Uncovering the interstitial effects on the grain-refined high entropy alloy: A comparison between nitrogen and carbon

Grain refinement and interstitial strengthening are two effective ways to enhance the mechanical properties of high entropy alloys (HEAs). Carbon (C) and nitrogen (N) are two commonly used interstitials when it comes to interstitial strengthening. Yet, it is still not clear what the difference may lead to the microstructural evolution, mechanical properties, and associated deformation mechanisms these two interstitials may introduce to the fine-grained HEAs.
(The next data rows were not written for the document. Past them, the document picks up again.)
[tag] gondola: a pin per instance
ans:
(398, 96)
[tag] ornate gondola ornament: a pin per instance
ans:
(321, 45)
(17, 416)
In this work, we systematically investigate the effect of interstitials on the microstructural evolution, mechanical properties and deformation mechanisms of a non-equiatomic Cr₂₀Mn₂₄Fe₃₀Co₂₀Ni₆ HEA. The grain refinement is realized by cold rolling and subsequent short-time annealing. The two interstitials influence the matrix's phase stability and stacking fault energy (SFE) in different ways. C doping leads to the precipitation of the σ phase, while N doping results in a single face-centered cubic (FCC) structure. Both C-doped HEAs and N-doped HEAs show a decrease in yield strength and an increase in ductility. However, N is less sensitive to the temperature and generally shows better comprehensive mechanical properties. C-doping activates twinning-induced plasticity (TWIP) and FCC to hexagonal-closed packed (HCP) phase transformation-induced plasticity (TRIP). In the N-doped HEA, only the TWIP effect is observed. The findings in the present work can provide practical insight into the interstitial choice and the corresponding thermal-mechanical processing.